ダイコンがRUNする頭を他所に、この日のために訓練し続けた体は自然と動き、友奈ちゃんを抱きすくめて布団へと誘う。
正気を取り戻した時には、ばっちりと就寝体勢が整えられていた。ふふ…見なさい、やはり最後は日ごろの修練がモノをいうのよ。
だれに対してか不明な独白をこぼしつつ、胸元の抱き枕友奈ちゃんを見やる。
恥ずかしさに頬を染めて、控えめに腰に手をまわしてぎゅっと抱き着いてくる抱き枕。
その姿に、東郷軍理性艦隊は甚大な被害を被り、もはやここまで、最期はお国のためにこの命捧げんと特攻の構えを取りつつあった。

 

「…どう?せんせー…。

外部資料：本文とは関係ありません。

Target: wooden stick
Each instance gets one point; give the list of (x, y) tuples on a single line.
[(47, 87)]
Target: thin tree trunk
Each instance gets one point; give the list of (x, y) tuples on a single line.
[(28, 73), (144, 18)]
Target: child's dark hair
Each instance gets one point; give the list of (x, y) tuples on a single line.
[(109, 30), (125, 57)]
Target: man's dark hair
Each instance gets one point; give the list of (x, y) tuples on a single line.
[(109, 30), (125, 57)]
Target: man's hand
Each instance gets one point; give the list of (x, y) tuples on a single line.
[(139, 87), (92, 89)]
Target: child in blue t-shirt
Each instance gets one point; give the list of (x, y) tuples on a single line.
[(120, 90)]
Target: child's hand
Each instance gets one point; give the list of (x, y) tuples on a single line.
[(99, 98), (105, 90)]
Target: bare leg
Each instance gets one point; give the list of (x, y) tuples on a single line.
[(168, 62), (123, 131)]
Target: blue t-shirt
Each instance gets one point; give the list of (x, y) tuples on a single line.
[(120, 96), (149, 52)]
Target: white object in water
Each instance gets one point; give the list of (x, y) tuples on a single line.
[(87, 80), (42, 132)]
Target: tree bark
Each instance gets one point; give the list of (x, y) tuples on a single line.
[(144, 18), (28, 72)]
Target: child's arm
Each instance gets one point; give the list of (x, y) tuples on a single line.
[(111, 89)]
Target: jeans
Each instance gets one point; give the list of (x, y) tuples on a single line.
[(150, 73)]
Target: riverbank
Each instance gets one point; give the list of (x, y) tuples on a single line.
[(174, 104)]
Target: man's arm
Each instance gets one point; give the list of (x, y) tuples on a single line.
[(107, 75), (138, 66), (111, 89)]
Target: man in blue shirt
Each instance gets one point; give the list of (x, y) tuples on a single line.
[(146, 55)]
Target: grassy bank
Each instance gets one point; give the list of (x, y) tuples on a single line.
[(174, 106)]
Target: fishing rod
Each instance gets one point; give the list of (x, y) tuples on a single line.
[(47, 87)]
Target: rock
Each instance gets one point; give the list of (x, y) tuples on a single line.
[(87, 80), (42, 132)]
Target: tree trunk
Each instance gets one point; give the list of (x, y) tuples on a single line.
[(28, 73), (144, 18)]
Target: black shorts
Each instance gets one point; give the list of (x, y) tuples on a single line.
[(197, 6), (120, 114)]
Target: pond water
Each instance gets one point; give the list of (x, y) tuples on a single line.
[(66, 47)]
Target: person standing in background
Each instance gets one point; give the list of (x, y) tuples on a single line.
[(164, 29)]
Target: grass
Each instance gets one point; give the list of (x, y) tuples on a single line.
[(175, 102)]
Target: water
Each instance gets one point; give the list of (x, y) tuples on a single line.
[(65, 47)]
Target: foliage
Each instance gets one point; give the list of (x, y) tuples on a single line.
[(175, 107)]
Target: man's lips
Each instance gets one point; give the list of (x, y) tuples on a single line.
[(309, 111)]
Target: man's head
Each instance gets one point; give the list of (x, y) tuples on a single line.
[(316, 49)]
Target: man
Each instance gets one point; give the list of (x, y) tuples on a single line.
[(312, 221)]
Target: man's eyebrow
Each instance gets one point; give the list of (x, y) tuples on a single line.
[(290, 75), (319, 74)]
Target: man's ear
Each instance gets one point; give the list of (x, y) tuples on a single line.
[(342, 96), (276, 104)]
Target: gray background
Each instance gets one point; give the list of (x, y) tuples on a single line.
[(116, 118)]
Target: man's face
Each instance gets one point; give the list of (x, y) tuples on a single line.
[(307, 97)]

そのちゃんがね?プレゼントならこういうのがいいって教えてくれて…喜んでくれた?」

 

そういって耳元で囁く友奈ちゃんの声に、プンッと何かが切れる音が重なるように聞こえてくる。
ありがとう皆さん、ここまでよく戦ってくれました。最期まで立ち向かったあなた達の有志は未来永劫語り継がれるでしょう…
暁に沈みゆく艦隊をしっかりと目に焼き付け、震える声で降伏の知らせを読み上げる。
我々は敗北しました、しかしこれは終わりではない。…受け入れましょう、そしてここからまた始めましょう。
これは我々の新たな…

 

「せんせー…おたんじょうびおめでとう。大好きだよ…」

 

あっ…。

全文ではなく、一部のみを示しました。